Still, assuming you are one way or another saving “enough” or at least what you can, maintaining calm in the face of their marketing is only the beginning of your battle with the industry. The next part is attempting to make sure that the fund managers messing with your head do at least a reasonable job of managing your money once they have wheedled it out of you — and that they don’t take too much of it for themselves along the way.
The question of cost is ongoing. Nearly all fund managers still charge too much nearly all the time (check their margins) and the extent to which they do so really matters. Invest £5,000 a year, get a return of 5 per cent and pay 0.5 per cent in management fees and 30 years later you will have £320,820. You can fiddle with these numbers on the FT calculator here. Make that a 1 per cent fee and you’ll have £291,000.
You could argue that it doesn’t matter what you pay as long as you get outperformance. I’d argue that you can’t know when you commit to pay for a fund what kind of performance you might get so it is a slightly circular argument. Given that cost is the only known variable when you buy, you might as well go for low cost over high cost. Follow that to its logical extreme and you will also think that you might as well just buy passively run funds, which are generally cheaper than active ones.
Look at the US and that view seems vindicated. Over the past five years 75 per cent of large-cap US funds have failed to beat the S&P 500 and last year 60 per cent of them underperformed, even though active managers are supposed to thrive in a crisis. Why?
Over the past decade the top performers in the US have been the tech mega caps, such as Apple, Alphabet and Amazon. Thanks to their size, these are also the top holdings in all passive funds, hence the excellent performance of said passive funds. Active funds that were also (quite rightly) holding these will have underperformed passive funds due to their fees. Active funds not holding them will have underperformed simply because they weren’t holding them. There has been little way to win.
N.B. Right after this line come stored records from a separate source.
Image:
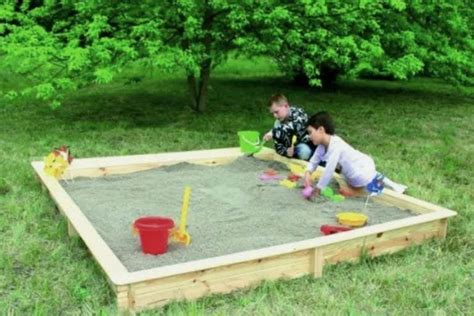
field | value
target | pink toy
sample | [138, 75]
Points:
[307, 192]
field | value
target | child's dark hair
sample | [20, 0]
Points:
[322, 119]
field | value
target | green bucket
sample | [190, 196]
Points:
[250, 142]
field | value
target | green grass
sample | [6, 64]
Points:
[420, 133]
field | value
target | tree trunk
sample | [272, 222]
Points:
[198, 89]
[193, 91]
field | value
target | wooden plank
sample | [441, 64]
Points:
[98, 167]
[443, 228]
[381, 243]
[154, 287]
[191, 266]
[123, 298]
[317, 262]
[70, 229]
[247, 267]
[97, 246]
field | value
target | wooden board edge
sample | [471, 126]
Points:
[108, 261]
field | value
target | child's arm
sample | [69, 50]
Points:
[331, 164]
[312, 165]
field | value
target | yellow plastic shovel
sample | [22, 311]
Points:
[180, 235]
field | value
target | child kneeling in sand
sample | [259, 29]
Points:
[357, 168]
[290, 121]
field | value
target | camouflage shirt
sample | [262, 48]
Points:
[295, 124]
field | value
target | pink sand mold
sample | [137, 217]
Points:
[307, 192]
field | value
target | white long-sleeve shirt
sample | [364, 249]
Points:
[358, 168]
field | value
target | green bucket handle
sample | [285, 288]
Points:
[257, 146]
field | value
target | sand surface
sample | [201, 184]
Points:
[231, 209]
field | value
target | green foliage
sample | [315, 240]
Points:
[425, 141]
[58, 46]
[322, 39]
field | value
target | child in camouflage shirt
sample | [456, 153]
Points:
[290, 121]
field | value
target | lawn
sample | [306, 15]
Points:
[420, 133]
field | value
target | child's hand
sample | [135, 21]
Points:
[268, 136]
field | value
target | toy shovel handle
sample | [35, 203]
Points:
[184, 209]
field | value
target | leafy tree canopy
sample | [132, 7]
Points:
[63, 45]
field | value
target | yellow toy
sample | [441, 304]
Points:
[352, 219]
[180, 235]
[288, 184]
[57, 161]
[296, 169]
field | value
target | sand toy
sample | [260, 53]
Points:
[250, 142]
[332, 229]
[180, 235]
[329, 193]
[269, 175]
[288, 184]
[352, 219]
[307, 192]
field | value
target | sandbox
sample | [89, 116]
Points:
[244, 230]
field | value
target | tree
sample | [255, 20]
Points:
[65, 45]
[314, 41]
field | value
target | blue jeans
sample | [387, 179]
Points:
[303, 151]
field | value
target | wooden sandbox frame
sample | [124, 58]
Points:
[189, 280]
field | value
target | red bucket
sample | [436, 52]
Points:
[154, 232]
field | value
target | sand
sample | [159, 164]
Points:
[231, 210]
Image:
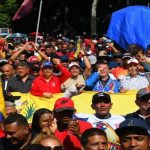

Things have been different in the UK. Over the past five years its mega companies have been a bit droopy, due in the main to their old-fashioned value bias (Shell, BHP and BP all feature in the top 10 in the FTSE 100). So active managers that have not held them — but held, say, mid caps instead — have easily outperformed. According to AJ Bell, 85 per cent have beaten the average tracker over the past 10 years. That’s why advisers often tell investors to go passive in the US and active in the UK. Good advice.
Or at least it was good advice. Something might have changed. Look at the past few months. So far this year 60 per cent of active fund managers have outperformed in the US. Last month, 70 per cent did.
The reason? As the world reopens and inflation is upon us, big tech is no longer outperforming: mid-caps are and so is anything with a value bias. That suggests that on your way to “enough”, you might want to consider a major change to the investing styles within your portfolio.
Go active in the US. If the market is no longer to be led by 10 to 20 huge growth stocks, there will be much more scope for active managers to outperform. And shift a bit more to passive in the UK. If big commodity, financial and pharmaceutical stocks are about to outperform here, there will be less scope for active managers to outperform the index. All change.